Whether planning bioremediation at a contaminated site, eliminating fecal pollution of surface waters, or combating microbiologically influenced corrosion (MIC), accurate quantification of specific microbial populations and direct evidence of particular biological processes is critical. Molecular biological tools (MBTs) are now available that provide direct, accurate and comprehensive characterization of microbial populations and activity in the environment to aid in evaluating water quality, treatment options, and system performance.

Workshop attendees will gain a practical understanding of each MBT, associated advantages and limitations, and how and when to apply each MBT through case study examples in three fields:

Environmental Remediation: Bioremediation, harnessing the ability of microorganisms to destroy or transform environmental pollutants, is a common and often preferred treatment strategy for sites impacted by chlorinated solvents and petroleum hydrocarbons. Topics will include:

  • CENSUS® and quantitative polymerase chain reaction (qPCR) quantification of contaminant-degrading microorganisms (e.g. Dehalococcoides)
  • Stable Isotope probing (SIP) to conclusively prove whether biodegradation is occurring
  • In Situ Microcosms to cost-effectively evaluate treatment options

Microbial Source Tracking: Fecal contamination of surface waters causes outbreaks of waterborne diseases and can stem from a variety of sources including sewage, stormwater runoff, wildlife, livestock, and agricultural practices. Microbial Source Tracking (MST) analyses provide a key advantage over tradition methods - identification of the source of fecal contamination so that corrective measures can be implemented to improve water quality. Topics will include:

  • qPCR detection and quantification of human fecal pollution
  • Distinguishing human and animal fecal wastes
  • Sampling plans and protocols

Microbiologically Influenced Corrosion: Microbiologically influenced corrosion (MIC), processes where microorganisms initiate, facilitate, or accelerate corrosion, affects nearly all industries and causes severe impacts. MIC prevention requires understanding microbial communities and most importantly detection and quantification of microorganisms responsible for MIC. Topics will include:

  • qPCR detection and quantification of specific microorganisms commonly responsible for MIC such as sulfate reducing bacteria.
  • T-RFLP techniques to characterize microbial community composition

Featured Presenters include:

Dr. Kerry SubletteCenter for Applied BioGeosciences, University of Tulsa

Dr. Kerry L. Sublette is Professor of Chemical Engineering and Geosciences and Sarkeys Professor of Environmental Engineering at The University of Tulsa. He has over 25 years of experience in a wide variety of bioengineering problems including biodegradation of hydrocarbons, chlorinated hydrocarbons and fuel oxygenates in soil and groundwater, environmental forensic analysis using molecular biological tools, and remediation of brine-impacted soil. Dr. Sublette has 13 patents and over 110 publications in bioprocessing, bioremediation, brine spill remediation, and restoration of soil ecosystems. He chairs the annual International Petroleum Environmental Conference and serves on the Oklahoma Board of Environmental Quality. 

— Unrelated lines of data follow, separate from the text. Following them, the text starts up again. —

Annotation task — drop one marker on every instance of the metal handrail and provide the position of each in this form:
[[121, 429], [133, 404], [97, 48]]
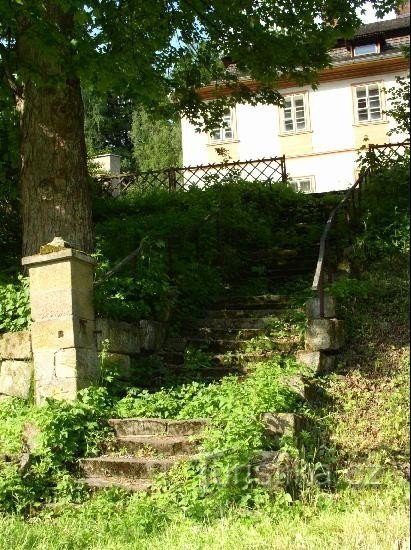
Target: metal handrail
[[318, 281]]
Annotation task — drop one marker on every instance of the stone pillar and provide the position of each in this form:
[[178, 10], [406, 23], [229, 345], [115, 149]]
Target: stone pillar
[[63, 340], [323, 337]]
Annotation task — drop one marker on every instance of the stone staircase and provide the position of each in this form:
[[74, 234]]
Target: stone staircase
[[227, 333], [142, 448], [149, 446], [236, 331]]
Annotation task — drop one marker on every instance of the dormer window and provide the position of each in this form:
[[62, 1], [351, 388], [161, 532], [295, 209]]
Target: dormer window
[[365, 49], [225, 132]]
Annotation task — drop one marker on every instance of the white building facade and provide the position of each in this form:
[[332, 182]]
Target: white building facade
[[319, 131]]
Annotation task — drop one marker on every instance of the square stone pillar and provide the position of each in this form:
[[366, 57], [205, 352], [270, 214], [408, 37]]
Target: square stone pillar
[[63, 340]]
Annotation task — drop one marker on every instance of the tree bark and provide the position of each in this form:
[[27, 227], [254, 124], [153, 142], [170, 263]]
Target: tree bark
[[55, 190]]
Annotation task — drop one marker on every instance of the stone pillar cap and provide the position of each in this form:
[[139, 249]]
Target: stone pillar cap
[[56, 256]]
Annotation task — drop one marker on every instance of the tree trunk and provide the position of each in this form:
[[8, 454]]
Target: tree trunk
[[55, 190]]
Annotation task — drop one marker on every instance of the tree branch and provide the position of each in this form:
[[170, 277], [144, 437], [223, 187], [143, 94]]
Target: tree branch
[[6, 75]]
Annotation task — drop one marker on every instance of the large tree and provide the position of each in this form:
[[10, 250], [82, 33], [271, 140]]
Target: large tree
[[147, 50]]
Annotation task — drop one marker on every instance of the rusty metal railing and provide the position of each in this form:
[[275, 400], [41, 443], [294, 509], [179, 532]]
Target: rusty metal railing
[[376, 156], [269, 170]]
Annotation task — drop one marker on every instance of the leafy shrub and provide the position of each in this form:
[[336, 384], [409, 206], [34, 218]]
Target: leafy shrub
[[386, 219], [198, 242], [61, 432], [14, 305]]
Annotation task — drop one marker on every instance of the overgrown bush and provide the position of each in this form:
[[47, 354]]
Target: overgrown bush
[[61, 432], [196, 243], [386, 217], [14, 304]]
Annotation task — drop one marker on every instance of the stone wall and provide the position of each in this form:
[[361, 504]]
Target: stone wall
[[16, 364], [116, 342]]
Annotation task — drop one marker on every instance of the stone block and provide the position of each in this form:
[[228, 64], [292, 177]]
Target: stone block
[[58, 303], [318, 362], [55, 389], [66, 332], [15, 378], [324, 334], [122, 337], [61, 284], [72, 362], [278, 425], [15, 345], [273, 470], [295, 383], [313, 308], [118, 363], [153, 335]]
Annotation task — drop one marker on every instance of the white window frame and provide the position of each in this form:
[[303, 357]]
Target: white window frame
[[368, 102], [295, 116], [226, 132], [356, 49], [295, 183]]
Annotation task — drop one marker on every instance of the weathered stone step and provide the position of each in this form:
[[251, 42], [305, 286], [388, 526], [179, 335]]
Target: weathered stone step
[[286, 253], [156, 426], [225, 345], [166, 445], [210, 374], [213, 333], [135, 485], [235, 313], [127, 467], [253, 302], [176, 358], [234, 323]]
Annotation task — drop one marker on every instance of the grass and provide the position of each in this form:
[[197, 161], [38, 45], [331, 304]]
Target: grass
[[364, 519], [366, 414]]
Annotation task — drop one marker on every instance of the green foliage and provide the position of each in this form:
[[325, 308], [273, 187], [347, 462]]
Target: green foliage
[[197, 243], [386, 217], [60, 433], [156, 142], [222, 476], [107, 127], [13, 415], [150, 51], [14, 305], [399, 100], [10, 230]]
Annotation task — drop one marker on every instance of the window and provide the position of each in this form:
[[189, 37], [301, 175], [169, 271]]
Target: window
[[304, 185], [368, 103], [365, 49], [295, 117], [226, 131]]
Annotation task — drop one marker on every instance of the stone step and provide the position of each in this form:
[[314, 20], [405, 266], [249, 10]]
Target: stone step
[[209, 374], [253, 302], [285, 253], [135, 485], [234, 313], [212, 333], [165, 445], [156, 426], [176, 358], [126, 467], [224, 345], [239, 323]]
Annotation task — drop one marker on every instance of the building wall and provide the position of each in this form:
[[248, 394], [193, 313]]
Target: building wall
[[327, 150]]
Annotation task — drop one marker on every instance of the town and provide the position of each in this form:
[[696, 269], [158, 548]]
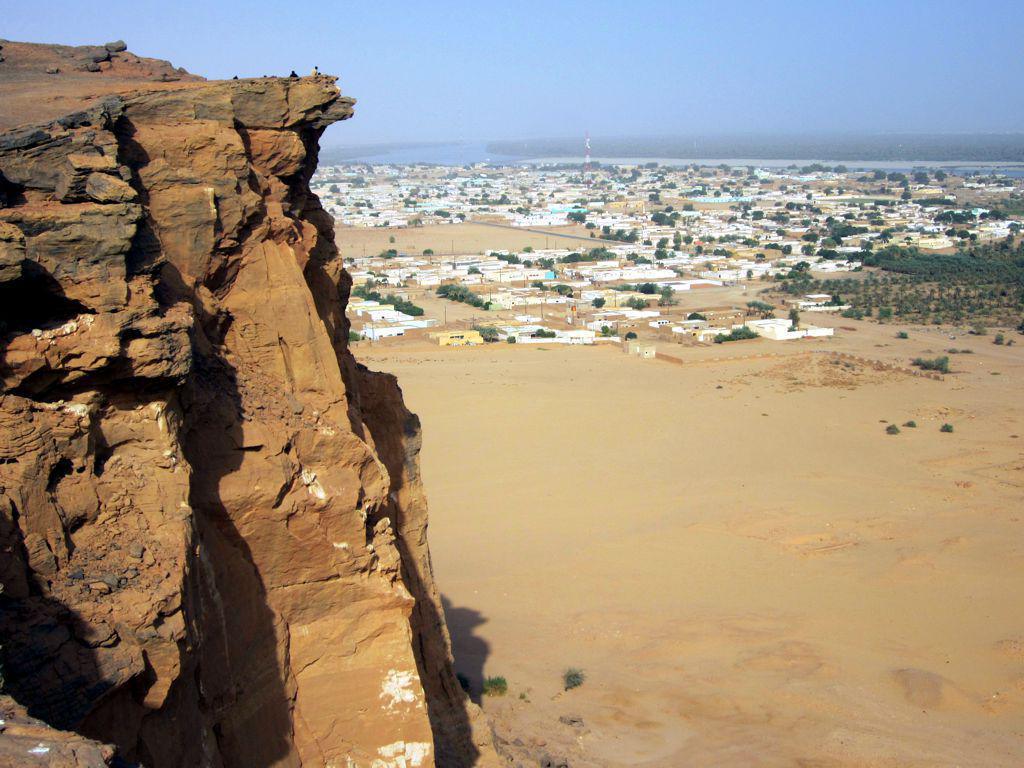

Eric Raes - Engineering and Land Planning, Clinton, NJ 

Eric Raes is the President of Bio-Enhance in Princeton, New Jersey. In 2012, Eric founded Bio-Enhance to manufacture and promote the distribution of a novel but emerging remedial technology the In Situ Bio- Reactor (ISBR) developed by Kerry Sublette, Ph.D. at the University of Tulsa, OK. Eric's work has the emphasis of applying Microbial Biological Tools/Enhanced Molecular Diagnostics to all aspects of environmental site assessment through remediation. Recent projects have consisted of quantifying the positive and negative shifts in the indigenous microbial community populations during and after chemical oxidation injections and bio-stimulation of both petroleum hydrocarbons and chlorinated solvents. Eric has been a member of the ITRC Environmental Molecular Diagnostics team since its onset and is an ITRC trainer for the Internet-based training. Eric earned a bachelor's degree in Civil and Environmental Engineering from the University of Rhode Island in Kingston, Rhode Island in 1988. Eric is a Licensed Site Remediation Professional in New Jersey, and holds Professional Engineering Certification in (New Jersey, New York and Pennsylvania).